I do think they’re in competition with James Bond, though Matt Damon as Bourne is a totally sexless hero. Most would be moved by Alice Vikander. Given that only two women seem to have speaking parts in the entire thing, I guess his opportunities were limited.
Like so many American screen heroes, Damon makes a virtue out of stoic, expressionless wooden features (cf. so many from John Wayne on). The film gets its 12A rating in spite of violence, because there’s no sex and no (to my memory) effing and blinding. They’ve surrounded Damon with three powerful actors … Tommy Lee Jones, Alicia Vikander, Vincent Cassell. Two of them aren’t even American … Cassell is French, Vikander is Swedish, though Vikander plays American as smoothly as she plays British. Cassell doesn’t sound French so much as “vaguely foreign” as befits a villain. It was a change not to have a British baddie for once.

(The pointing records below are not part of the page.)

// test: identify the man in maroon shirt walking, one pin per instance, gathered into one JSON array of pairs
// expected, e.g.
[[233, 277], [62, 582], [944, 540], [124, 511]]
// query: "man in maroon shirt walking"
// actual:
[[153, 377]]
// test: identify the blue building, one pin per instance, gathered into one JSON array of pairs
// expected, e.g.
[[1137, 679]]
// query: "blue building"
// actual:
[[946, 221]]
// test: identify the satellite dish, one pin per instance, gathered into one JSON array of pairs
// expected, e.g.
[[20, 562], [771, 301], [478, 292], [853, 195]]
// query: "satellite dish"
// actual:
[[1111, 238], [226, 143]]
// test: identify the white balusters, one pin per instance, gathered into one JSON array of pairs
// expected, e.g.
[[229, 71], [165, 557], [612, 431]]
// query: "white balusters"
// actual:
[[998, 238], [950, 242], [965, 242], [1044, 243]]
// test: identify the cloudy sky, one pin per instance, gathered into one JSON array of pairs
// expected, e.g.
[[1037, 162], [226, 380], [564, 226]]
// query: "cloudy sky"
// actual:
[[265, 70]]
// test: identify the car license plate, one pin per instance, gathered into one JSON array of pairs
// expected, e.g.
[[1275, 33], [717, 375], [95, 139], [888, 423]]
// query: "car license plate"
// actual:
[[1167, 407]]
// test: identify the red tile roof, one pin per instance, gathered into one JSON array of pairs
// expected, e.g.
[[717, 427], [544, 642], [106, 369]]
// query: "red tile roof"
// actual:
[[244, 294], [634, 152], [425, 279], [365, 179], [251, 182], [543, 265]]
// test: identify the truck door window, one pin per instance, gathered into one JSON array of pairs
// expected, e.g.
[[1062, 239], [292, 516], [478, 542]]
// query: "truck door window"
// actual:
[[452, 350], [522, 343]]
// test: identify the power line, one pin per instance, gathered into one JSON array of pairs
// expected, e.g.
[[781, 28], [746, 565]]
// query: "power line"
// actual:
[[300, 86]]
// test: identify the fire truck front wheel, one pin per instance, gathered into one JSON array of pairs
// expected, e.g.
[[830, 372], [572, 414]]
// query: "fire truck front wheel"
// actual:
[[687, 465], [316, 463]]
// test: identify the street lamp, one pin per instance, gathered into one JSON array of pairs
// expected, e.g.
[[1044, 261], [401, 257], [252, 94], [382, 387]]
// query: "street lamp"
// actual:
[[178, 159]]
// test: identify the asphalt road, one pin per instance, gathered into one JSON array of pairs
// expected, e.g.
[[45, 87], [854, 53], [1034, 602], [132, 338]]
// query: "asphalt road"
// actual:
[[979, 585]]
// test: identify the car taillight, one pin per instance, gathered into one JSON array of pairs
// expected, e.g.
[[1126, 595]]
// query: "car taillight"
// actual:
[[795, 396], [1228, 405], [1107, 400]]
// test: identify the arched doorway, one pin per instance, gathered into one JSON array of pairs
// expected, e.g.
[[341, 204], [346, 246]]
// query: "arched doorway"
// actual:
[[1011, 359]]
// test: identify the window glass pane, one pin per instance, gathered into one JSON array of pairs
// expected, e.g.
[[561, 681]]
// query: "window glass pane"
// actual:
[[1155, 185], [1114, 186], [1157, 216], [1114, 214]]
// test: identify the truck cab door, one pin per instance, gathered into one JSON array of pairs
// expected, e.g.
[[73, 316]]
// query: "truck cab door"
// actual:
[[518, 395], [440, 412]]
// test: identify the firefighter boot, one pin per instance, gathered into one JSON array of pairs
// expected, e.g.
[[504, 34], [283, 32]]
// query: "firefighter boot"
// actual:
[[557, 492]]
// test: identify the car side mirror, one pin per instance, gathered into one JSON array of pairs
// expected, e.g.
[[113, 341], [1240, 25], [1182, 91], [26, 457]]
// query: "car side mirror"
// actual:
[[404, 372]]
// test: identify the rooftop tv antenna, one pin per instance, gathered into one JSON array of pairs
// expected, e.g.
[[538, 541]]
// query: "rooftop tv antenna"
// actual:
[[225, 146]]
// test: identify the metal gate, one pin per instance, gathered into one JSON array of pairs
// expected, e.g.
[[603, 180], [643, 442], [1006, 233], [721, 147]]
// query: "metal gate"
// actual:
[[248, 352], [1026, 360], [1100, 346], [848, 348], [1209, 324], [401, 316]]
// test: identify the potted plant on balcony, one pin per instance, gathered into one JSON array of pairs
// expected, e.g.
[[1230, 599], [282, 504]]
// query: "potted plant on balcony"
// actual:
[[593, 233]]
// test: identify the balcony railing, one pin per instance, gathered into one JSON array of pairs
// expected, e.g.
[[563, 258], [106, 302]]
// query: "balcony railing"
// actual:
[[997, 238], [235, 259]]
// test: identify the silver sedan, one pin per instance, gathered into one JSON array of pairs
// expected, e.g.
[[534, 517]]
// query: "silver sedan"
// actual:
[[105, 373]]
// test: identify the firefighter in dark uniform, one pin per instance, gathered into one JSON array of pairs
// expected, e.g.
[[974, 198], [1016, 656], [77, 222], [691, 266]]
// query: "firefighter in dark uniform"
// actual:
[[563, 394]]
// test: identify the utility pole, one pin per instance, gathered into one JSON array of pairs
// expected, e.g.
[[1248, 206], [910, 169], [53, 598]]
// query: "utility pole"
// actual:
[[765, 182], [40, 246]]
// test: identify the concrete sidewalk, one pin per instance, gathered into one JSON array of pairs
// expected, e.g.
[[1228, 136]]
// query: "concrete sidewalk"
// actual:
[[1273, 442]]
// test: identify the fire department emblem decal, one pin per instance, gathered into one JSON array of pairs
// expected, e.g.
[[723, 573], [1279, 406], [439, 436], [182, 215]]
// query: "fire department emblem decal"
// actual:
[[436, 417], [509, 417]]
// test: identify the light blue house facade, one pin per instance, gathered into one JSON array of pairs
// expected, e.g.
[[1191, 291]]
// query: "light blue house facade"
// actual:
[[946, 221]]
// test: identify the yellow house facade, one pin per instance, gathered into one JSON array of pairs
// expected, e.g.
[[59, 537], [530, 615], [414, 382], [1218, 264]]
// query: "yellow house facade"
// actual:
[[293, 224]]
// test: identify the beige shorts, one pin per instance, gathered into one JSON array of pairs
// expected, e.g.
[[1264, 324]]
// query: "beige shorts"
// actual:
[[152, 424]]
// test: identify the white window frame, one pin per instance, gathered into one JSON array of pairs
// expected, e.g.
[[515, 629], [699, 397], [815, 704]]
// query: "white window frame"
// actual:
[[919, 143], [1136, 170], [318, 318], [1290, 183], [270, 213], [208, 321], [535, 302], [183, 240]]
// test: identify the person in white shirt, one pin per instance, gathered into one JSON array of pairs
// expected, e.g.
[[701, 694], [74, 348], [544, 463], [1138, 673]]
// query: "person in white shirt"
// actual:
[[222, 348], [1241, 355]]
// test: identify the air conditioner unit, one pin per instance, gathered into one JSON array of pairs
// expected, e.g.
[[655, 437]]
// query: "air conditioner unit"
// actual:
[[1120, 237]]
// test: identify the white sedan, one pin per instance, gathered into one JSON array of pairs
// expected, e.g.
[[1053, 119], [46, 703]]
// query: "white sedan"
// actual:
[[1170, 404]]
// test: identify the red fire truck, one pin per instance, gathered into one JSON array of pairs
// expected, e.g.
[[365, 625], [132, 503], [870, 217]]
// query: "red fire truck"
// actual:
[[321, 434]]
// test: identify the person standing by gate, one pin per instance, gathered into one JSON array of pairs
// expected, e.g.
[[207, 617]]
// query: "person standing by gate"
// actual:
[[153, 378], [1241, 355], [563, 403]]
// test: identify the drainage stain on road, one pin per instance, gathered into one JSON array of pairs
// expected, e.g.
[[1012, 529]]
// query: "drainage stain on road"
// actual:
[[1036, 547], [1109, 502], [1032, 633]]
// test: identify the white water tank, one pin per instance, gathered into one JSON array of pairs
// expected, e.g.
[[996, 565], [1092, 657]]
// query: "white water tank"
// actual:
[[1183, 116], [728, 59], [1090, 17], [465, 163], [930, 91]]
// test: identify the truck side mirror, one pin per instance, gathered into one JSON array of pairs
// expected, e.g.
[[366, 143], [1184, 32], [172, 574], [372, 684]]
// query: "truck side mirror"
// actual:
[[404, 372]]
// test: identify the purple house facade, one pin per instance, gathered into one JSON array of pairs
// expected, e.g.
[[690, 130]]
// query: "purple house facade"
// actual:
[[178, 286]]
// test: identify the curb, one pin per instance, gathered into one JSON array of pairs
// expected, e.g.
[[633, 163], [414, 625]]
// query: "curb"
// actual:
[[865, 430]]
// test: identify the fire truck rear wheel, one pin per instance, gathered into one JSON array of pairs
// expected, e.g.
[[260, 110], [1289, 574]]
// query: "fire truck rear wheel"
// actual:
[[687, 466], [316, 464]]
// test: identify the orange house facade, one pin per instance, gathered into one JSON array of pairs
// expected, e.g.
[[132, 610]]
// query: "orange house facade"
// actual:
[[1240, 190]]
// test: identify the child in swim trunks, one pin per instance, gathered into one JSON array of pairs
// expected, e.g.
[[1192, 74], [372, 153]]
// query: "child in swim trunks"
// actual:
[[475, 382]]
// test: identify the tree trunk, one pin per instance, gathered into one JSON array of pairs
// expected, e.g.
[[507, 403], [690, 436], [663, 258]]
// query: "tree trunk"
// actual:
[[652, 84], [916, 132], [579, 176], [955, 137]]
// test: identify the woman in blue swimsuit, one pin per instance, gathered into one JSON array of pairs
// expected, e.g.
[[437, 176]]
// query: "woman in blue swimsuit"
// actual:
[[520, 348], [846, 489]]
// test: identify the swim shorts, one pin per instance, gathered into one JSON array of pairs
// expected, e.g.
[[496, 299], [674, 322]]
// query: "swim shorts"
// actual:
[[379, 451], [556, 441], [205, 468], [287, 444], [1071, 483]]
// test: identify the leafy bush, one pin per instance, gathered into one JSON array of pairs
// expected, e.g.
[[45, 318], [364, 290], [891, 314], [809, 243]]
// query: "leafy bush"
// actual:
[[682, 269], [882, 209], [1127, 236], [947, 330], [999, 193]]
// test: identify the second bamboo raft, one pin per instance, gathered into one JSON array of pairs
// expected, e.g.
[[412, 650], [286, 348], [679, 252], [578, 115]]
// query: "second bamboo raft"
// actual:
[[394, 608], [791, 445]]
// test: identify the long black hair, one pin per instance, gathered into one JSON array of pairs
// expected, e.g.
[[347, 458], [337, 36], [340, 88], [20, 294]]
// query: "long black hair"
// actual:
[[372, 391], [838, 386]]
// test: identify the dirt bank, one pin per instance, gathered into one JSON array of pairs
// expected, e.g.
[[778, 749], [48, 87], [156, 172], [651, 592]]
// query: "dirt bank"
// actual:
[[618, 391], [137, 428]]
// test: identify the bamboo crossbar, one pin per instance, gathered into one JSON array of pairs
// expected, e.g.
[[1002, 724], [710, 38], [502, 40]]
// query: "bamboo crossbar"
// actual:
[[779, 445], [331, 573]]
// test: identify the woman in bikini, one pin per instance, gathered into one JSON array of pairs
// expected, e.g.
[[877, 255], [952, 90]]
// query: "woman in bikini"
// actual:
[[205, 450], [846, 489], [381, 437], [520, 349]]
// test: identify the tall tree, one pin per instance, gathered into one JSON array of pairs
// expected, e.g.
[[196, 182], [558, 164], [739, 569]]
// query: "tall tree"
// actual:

It was all extremely exciting, brilliantly cut and constructed. But … it’s a film with pop gun shooting throughout. Bystanders, police officers, anyone in the way is dispatched with a bloodless shot. This is why Star Wars originally thought of Stormtroopers as semi-robotic and masked (they changed later) so that killing them in swathes was acceptable. However in a move the NRA must love, while shooting people is bloodless, fist fights are visceral and gory. As I know from watching Roy Rogers and Hopalong Cassidy at Saturday morning pictures (The Modern Cinema, Winton, Bournemouth), real men dispatch enemy underlings with casual gunfire, but reserve fists for the really important enemies.
In July 2016, a heavily armoured SWAT truck cutting swathes through the populace leaves a very bad taste in the mouth as does all this bloodless shooting. In spite of its technical brilliance, it fails the “would the world be a better place if this film had not been made” test.
Back in Washington: Heather (Alicia Vikander) and Bourne (Matt Damon)
The Bourne Quartet DVD box set will come out fast, I suspect, and the quartet title will soon be outdated. Everything at the end of the plot with Alicia Vikander lays the seeds for a fifth film, in which she would have to feature.
My bet for Film Five (Jason V : Re-Bourne):
Bourne’s dead dad will be a major character. His death in Beirut in 1999 seen in flashback here, was all part of the plot. He will emerge from the grave. His death was all smoke, mirrors and SFX. Bourne will look blankly confused when Heather eventually offers her favours while stark naked. He does not understand what she means. 253 bystanders will be shot or run over. There will be three car chases. One will last fifteen minutes.
AFTERHOUGHT
Maybe they DO know more about us than we imagine. This morning, writing the review, I Googled to check the spelling of Syntagma Square. The first entry was “Hotels near Syntagma Square” and I clicked on it. I paused trying to remember the name of the large hotel on the corner where I stayed in the late 70s and early 80s on publishing trips to Greece. You could see the guards in their white skirts and tights from the windows of most rooms. Then I went back to writing. Since then I have had several email offers for hotels in Athens, holidays in Greece and flights to Athens.